Por trás de tudo isso e dando-lhe fundamentação filosófica, está a clássica divisão tripartite dos poderes (Executivo, Legislativo e Judiciário), com suas competências privativas que, na democracia, não podem ser invadidas.
A ordem constitucional depende da chamada “harmonia de poderes”: compete ao Legislativo formular as leis, ao Executivo aplicá-las e ao Judiciário vigiar sua execução (é o que se chama de controle jurisdicional).
Todo esse mecanismo – cujo objetivo é assegurar a ordem jurídica democrática – assenta-se nos textos constitucionais, cuja legitimidade decorre de sua origem, a soberania popular expressada mediante uma Assembleia Constituinte.
Nessa engrenagem, cumpre a uma Suprema Corte, no topo do Poder Judiciário, assegurar a incolumidade da ordem jurídica constitucional e democrática, que impera sobre todos os poderes e sobre a sociedade e seus agentes.
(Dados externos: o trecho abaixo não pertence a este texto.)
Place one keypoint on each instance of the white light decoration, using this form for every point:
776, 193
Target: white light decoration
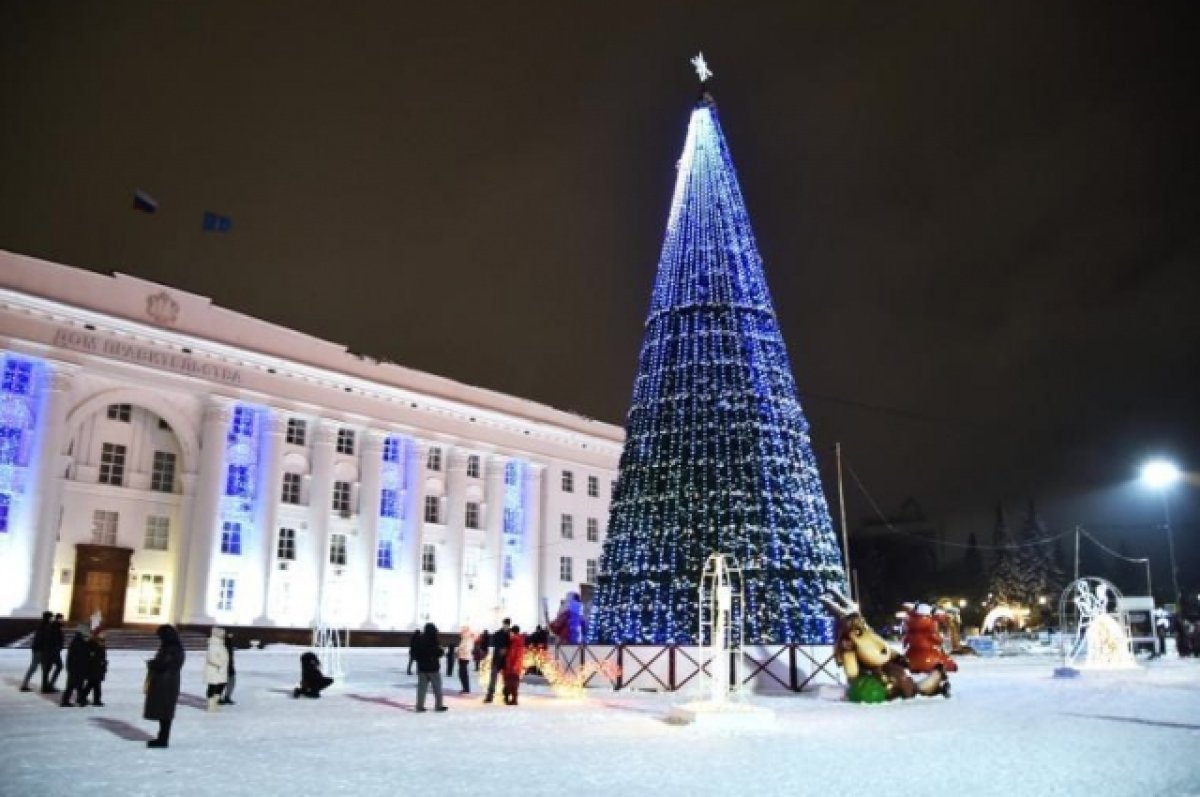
1096, 630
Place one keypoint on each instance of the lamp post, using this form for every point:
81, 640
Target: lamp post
1161, 474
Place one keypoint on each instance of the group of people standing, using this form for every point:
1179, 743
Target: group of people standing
87, 661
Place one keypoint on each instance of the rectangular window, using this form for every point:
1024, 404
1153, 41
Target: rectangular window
383, 556
231, 538
157, 533
18, 377
150, 594
238, 480
103, 527
298, 431
291, 493
337, 549
112, 463
286, 545
226, 593
243, 423
162, 475
389, 503
342, 497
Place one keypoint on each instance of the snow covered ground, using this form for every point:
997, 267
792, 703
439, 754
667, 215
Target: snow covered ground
1009, 727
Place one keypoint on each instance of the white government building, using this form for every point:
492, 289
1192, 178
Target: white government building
167, 460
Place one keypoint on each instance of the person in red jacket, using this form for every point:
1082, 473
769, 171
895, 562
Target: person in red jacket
514, 666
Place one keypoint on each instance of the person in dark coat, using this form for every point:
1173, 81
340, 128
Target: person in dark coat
312, 679
429, 667
52, 655
162, 683
499, 647
97, 667
227, 697
77, 667
35, 649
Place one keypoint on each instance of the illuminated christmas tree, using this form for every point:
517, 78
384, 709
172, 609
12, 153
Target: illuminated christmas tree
718, 456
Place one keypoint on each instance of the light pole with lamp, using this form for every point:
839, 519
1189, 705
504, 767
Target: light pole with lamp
1161, 474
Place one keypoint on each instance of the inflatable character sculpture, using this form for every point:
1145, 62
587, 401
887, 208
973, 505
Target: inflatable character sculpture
923, 641
874, 670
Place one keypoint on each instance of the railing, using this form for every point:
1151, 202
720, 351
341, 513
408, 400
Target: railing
671, 667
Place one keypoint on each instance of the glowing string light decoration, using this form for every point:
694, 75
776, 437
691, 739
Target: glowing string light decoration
718, 455
21, 397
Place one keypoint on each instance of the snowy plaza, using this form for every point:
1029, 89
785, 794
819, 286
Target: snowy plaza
1009, 727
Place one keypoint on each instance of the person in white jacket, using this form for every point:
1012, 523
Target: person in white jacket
466, 648
216, 667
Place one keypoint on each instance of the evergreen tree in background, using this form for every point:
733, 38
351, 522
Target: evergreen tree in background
972, 564
1003, 582
718, 456
1036, 565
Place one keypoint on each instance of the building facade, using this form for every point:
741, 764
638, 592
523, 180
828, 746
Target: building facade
167, 460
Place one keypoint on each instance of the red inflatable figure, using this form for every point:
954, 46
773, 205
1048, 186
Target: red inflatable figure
922, 640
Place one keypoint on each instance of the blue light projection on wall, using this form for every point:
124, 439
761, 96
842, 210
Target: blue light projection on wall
718, 456
244, 465
391, 501
21, 402
514, 519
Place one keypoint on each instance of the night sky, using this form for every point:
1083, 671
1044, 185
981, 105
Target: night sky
979, 221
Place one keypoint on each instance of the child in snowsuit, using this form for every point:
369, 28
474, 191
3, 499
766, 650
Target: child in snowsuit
514, 666
312, 679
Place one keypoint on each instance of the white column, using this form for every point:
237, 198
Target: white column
409, 569
47, 490
369, 513
202, 533
270, 486
450, 568
527, 569
491, 561
321, 504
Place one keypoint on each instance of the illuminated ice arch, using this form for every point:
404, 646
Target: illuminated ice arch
1015, 613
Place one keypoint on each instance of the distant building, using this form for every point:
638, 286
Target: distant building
167, 460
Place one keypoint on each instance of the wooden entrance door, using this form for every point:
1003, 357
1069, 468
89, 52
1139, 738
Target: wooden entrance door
102, 573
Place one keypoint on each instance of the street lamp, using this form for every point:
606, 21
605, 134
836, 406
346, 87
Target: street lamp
1161, 474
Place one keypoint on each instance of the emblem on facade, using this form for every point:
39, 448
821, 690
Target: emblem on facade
162, 309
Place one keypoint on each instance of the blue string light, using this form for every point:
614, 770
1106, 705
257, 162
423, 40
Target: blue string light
718, 456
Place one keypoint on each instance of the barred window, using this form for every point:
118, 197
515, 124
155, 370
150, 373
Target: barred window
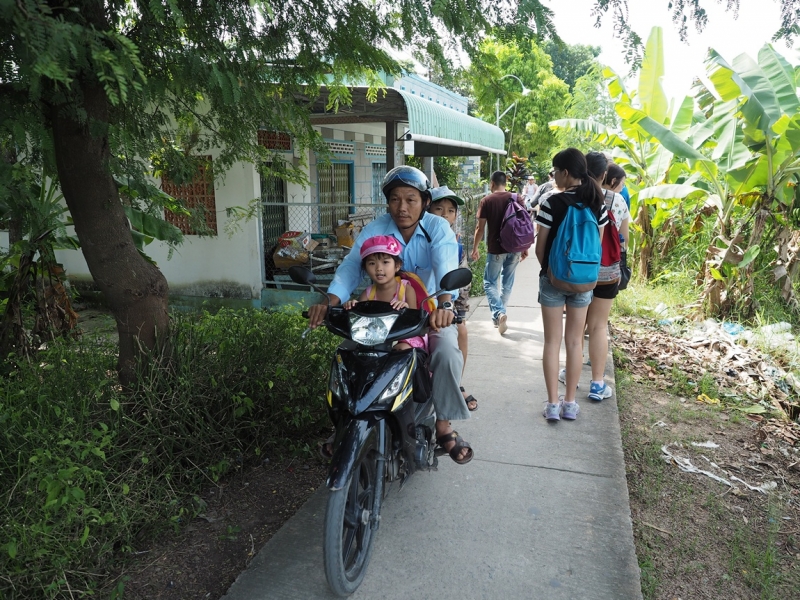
275, 140
197, 196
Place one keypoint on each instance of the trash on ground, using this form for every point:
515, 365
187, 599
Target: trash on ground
708, 444
685, 465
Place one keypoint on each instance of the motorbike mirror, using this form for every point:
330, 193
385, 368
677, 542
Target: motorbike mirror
302, 275
456, 279
452, 280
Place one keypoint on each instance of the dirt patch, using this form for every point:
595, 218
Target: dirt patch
239, 516
695, 536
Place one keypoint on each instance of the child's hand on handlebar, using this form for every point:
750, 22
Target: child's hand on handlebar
399, 304
441, 318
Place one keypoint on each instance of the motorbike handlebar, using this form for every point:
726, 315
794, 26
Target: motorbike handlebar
457, 319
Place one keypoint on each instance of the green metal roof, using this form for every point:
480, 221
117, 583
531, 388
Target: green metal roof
445, 132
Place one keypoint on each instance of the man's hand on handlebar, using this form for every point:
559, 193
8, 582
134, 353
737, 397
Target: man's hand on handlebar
316, 315
317, 312
441, 318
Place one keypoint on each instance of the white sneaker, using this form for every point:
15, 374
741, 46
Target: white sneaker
552, 412
599, 393
502, 326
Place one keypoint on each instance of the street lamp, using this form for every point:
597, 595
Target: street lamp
499, 115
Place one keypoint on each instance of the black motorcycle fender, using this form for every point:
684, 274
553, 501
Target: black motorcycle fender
356, 440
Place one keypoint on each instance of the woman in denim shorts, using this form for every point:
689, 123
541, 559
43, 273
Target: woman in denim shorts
571, 175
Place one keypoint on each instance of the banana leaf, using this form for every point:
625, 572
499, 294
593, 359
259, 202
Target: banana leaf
652, 98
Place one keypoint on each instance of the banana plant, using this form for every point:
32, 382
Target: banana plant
645, 145
751, 132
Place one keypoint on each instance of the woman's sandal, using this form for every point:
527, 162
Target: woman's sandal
459, 445
469, 399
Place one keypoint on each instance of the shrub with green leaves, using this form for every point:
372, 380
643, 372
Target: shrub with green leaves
88, 470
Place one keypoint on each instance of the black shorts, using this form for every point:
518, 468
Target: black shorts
606, 291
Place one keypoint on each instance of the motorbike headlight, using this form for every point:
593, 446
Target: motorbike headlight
370, 331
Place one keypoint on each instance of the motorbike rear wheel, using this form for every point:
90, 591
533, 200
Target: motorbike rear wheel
348, 536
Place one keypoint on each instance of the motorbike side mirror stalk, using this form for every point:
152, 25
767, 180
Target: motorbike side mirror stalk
452, 280
305, 276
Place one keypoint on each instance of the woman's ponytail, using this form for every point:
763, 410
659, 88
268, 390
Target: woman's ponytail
574, 162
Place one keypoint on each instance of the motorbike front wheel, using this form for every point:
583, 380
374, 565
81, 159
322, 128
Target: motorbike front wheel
347, 542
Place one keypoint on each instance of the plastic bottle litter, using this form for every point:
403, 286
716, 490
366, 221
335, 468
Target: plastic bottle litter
774, 328
733, 329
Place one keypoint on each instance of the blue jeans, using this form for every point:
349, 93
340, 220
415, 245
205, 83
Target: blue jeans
497, 265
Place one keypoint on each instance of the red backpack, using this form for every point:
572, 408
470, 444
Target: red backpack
612, 250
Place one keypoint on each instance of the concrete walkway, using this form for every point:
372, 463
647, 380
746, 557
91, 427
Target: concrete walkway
541, 512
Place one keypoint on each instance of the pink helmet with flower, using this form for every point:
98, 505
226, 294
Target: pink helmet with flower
381, 244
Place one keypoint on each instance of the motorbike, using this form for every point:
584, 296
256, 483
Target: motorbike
384, 421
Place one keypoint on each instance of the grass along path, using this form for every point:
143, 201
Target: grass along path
696, 537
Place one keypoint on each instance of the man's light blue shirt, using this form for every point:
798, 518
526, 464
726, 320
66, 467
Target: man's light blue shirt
429, 260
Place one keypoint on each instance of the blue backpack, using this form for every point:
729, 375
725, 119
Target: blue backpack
574, 262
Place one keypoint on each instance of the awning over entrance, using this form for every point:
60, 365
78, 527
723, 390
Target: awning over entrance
434, 129
440, 131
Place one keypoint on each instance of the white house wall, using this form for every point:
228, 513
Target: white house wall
222, 266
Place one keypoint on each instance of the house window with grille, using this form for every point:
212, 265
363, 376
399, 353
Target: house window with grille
378, 173
273, 197
334, 187
198, 197
275, 140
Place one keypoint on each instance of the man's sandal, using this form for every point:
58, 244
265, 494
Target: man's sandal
326, 448
469, 399
459, 445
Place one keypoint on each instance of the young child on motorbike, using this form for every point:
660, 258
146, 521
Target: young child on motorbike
445, 203
380, 259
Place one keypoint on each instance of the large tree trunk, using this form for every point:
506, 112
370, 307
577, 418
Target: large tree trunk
136, 291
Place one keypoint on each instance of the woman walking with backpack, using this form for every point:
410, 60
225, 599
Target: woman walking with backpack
580, 203
608, 280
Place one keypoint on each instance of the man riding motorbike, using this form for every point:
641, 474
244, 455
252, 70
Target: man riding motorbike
430, 250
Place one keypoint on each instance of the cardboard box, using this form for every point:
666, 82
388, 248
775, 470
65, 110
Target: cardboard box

Quando essa segurança – ditada por um direito (leis e jurisprudência) conhecido e estável – cessa, desaparece com ela o Estado de direito democrático e emerge o Estado de exceção.
Assim, não há mais como falar em Estado de direito democrático quando a Suprema Corte, por ofício guardiã da constitucionalidade, invade a competência dos demais poderes e decide contra a norma constitucional.
Isto vem ocorrendo no Brasil, por exemplo, quando o Supremo Tribunal Federal (STF) determina a execução de pena privativa da liberdade sem o seu trânsito em julgado, quando a Constituição (inciso LVII do art. 5º) determina que “ninguém será considerado culpado até o trânsito em julgado de sentença condenatória”.
O STF também investe contra a Constituição quando permite que juízes de piso transformem a prisão preventiva, pela sua duração, em verdadeira pena antes do julgamento. Ele desserve à Justiça quando se atribui o direito de não estar condicionado por prazos.
O Estado de exceção se instala quando o STF, partidarizado, adota dois pesos e duas medidas na aplicação da Lei.
Diante da mesma hipótese legal – as nomeações do ex-presidente Lula e de Moreira Franco para o cargo de ministro de Estado, acusadas ambas de manobra para obtenção do foro privilegiado, tivemos duas decisões antípodas.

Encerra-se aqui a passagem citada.